Premium
Distinguishing metastatic triple‐negative breast cancer from nonmetastatic breast cancer using second harmonic generation imaging and resonance Raman spectroscopy
Author(s) -
Bendau Ethan,
Smith Jason,
Zhang Lin,
Ackerstaff Ellen,
Kruchevsky Natalia,
Wu Binlin,
Koutcher Jason A.,
Alfano Robert,
Shi Lingyan
Publication year - 2020
Publication title -
journal of biophotonics
Language(s) - English
Resource type - Journals
SCImago Journal Rank - 0.877
H-Index - 66
eISSN - 1864-0648
pISSN - 1864-063X
DOI - 10.1002/jbio.202000005
Subject(s) - triple negative breast cancer , breast cancer , mammography , cancer , medicine , ex vivo , second harmonic generation , pathology , cancer research , in vivo , biology , physics , optics , laser , microbiology and biotechnology
Abstract Triple‐negative breast cancer (TNBC) is an aggressive subset of breast cancer that is more common in African‐American and Hispanic women. Early detection followed by intensive treatment is critical to improving poor survival rates. The current standard to diagnose TNBC from histopathology of biopsy samples is invasive and time‐consuming. Imaging methods such as mammography and magnetic resonance (MR) imaging, while covering the entire breast, lack the spatial resolution and specificity to capture the molecular features that identify TNBC. Two nonlinear optical modalities of second harmonic generation (SHG) imaging of collagen, and resonance Raman spectroscopy (RRS) potentially offer novel rapid, label‐free detection of molecular and morphological features that characterize cancerous breast tissue at subcellular resolution.
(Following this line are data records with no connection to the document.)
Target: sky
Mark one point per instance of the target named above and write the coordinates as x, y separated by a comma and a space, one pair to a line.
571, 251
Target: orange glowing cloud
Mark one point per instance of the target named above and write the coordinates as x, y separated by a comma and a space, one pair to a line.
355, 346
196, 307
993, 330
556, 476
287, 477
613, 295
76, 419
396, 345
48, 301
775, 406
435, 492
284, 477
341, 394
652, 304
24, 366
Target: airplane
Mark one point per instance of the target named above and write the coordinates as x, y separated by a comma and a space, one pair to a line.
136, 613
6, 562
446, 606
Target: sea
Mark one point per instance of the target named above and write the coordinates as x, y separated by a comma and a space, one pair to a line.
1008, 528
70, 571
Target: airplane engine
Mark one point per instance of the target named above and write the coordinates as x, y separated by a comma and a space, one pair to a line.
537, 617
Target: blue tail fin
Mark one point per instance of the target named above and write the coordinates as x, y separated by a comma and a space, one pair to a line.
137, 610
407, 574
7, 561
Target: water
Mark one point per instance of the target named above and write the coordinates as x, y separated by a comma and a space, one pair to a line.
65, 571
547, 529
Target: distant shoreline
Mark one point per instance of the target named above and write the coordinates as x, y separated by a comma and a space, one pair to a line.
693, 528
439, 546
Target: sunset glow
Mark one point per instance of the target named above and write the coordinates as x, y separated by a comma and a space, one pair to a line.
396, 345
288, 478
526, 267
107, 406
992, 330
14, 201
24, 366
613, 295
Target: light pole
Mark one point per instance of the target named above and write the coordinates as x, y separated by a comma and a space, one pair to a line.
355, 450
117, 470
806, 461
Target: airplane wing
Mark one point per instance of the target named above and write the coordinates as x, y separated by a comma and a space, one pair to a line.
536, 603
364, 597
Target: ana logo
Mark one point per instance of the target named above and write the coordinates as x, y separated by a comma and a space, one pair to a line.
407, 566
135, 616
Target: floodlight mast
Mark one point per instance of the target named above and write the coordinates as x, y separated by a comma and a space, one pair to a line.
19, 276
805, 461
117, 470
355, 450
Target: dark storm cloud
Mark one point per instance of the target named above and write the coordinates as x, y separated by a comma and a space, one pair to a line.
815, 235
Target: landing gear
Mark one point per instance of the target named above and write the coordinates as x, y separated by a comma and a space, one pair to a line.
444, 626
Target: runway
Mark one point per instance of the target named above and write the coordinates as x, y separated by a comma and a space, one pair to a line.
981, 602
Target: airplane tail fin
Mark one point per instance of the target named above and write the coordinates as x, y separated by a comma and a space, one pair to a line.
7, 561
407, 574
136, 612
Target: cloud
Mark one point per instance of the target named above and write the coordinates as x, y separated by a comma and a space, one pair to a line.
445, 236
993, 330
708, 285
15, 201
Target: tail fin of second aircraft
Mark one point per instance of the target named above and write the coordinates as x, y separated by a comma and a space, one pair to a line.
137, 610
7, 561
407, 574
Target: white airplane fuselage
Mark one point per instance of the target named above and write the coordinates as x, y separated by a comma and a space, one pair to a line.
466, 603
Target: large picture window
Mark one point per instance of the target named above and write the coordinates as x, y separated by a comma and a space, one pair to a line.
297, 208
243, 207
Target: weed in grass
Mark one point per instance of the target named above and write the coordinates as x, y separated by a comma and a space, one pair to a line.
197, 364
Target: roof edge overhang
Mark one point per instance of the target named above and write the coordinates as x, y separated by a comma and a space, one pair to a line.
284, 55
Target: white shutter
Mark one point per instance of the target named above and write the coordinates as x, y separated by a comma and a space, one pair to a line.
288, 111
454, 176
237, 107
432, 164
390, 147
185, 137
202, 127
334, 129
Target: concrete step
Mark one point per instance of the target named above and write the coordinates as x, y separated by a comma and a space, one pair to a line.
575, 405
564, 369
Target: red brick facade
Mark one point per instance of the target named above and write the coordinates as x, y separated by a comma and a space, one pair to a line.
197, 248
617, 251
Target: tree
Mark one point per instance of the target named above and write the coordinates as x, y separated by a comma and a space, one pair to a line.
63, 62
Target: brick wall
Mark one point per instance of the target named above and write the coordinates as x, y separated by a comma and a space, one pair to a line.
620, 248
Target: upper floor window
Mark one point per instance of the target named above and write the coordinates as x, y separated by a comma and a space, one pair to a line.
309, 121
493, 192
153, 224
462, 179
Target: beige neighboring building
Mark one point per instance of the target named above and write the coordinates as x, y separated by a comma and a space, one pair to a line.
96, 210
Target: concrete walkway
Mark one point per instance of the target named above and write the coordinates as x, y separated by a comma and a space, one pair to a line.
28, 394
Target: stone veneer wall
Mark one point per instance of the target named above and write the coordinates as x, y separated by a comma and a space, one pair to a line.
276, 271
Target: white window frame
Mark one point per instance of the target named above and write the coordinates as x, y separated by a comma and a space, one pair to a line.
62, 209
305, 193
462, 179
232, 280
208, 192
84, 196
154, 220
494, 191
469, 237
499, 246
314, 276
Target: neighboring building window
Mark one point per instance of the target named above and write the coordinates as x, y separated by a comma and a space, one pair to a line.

In this study, we first applied MR methods to measure the whole‐tumor characteristics of metastatic TNBC (4T1) and nonmetastatic estrogen receptor positive breast cancer (67NR) models, including tumor lactate concentration and vascularity. Subsequently, we employed for the first time in vivo SHG imaging of collagen and ex vivo RRS of biomolecules to detect different microenvironmental features of these two tumor models. We achieved high sensitivity and accuracy for discrimination between these two cancer types by quantitative morphometric analysis and nonnegative matrix factorization along with support vector machine. Our study proposes a new method to combine SHG and RRS together as a promising novel photonic and optical method for early detection of TNBC.